Conclusion and outlookThe international order is currently undergoing a profound change that is presenting German foreign policy with major challenges. Since state and party leader Xi Jinping took office in 2012, China has appeared more self-confident on the world stage in terms of foreign policy. With its economic and political rise, China has found it easy to defend its national sovereignty and territorial integrity. The claim to power in the South China Sea, the new Silk Road initiative and the Hong Kong policy show an active, for some even offensive and aggressive path that will make it more and more difficult for Germany to assert its values and interests. Beijing will not make any concessions on Hong Kong, Taiwan and Tibet, so the human rights issue will continue to lead to conflict. The asymmetrical position of power between Germany and China makes foreign policy on equal terms hardly possible. However, through European integration, German China policy is acquiring a lever through which Germany's relatively weak position of power in dealing with China can be compensated. However, this lever only works if the EU acts as a unit and develops a coherent policy on China.
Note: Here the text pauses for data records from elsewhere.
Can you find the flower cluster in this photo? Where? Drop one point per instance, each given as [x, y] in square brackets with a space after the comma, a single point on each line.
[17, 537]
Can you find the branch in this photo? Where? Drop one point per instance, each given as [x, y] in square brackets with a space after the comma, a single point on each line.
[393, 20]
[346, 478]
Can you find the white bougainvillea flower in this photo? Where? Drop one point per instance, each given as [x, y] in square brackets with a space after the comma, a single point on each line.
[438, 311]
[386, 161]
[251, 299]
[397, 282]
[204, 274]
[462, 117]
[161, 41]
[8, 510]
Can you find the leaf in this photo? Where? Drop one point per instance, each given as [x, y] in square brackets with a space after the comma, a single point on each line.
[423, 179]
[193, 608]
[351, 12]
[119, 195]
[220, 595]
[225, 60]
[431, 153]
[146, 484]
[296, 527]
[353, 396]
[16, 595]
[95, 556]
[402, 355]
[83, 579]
With regard to the intensified strategic rivalry between the US and China, Berlin has to rethink its position. On the one hand there is the transatlantic community of values and security, on the other hand the economic, political and comprehensive strategic partnership with China.
Germany (like the EU) is still dependent on the US and NATO for security policy, but the past few years have shown that transatlantic relations are not always reliable. Joe Biden's presidency is linked to hopes of renewing the transatlantic partnership, also with regard to a strategic China policy. Both Foreign Minister Heiko Maas (SPD) and the CDU / CSU parliamentary group in the Bundestag recently sent signals to this effect. 
On the one hand, China has developed into an indispensable cooperation partner in overcoming global challenges. On the other hand, China's position has hardly changed in recent years. It is true that concessions have been reached in the investment agreement and in climate protection, but the Chinese government's offensive foreign and domestic policy will bring further challenges in the future. Since reunification, Germany has tried to strike a balance between values and interests, but has always been subject to China's unyielding position.
The Sino-American rivalry ultimately also offers the EU, and thus Germany, an opportunity to raise its profile in world politics and to enhance its own position. Much depends on the post-Merkel era and the new federal government. The increasing dependence on the Chinese market and the increasing criticism of Merkel's policy of restraint will, if history repeats itself, again lead to excess values of the next federal government and thus to a course of confrontation.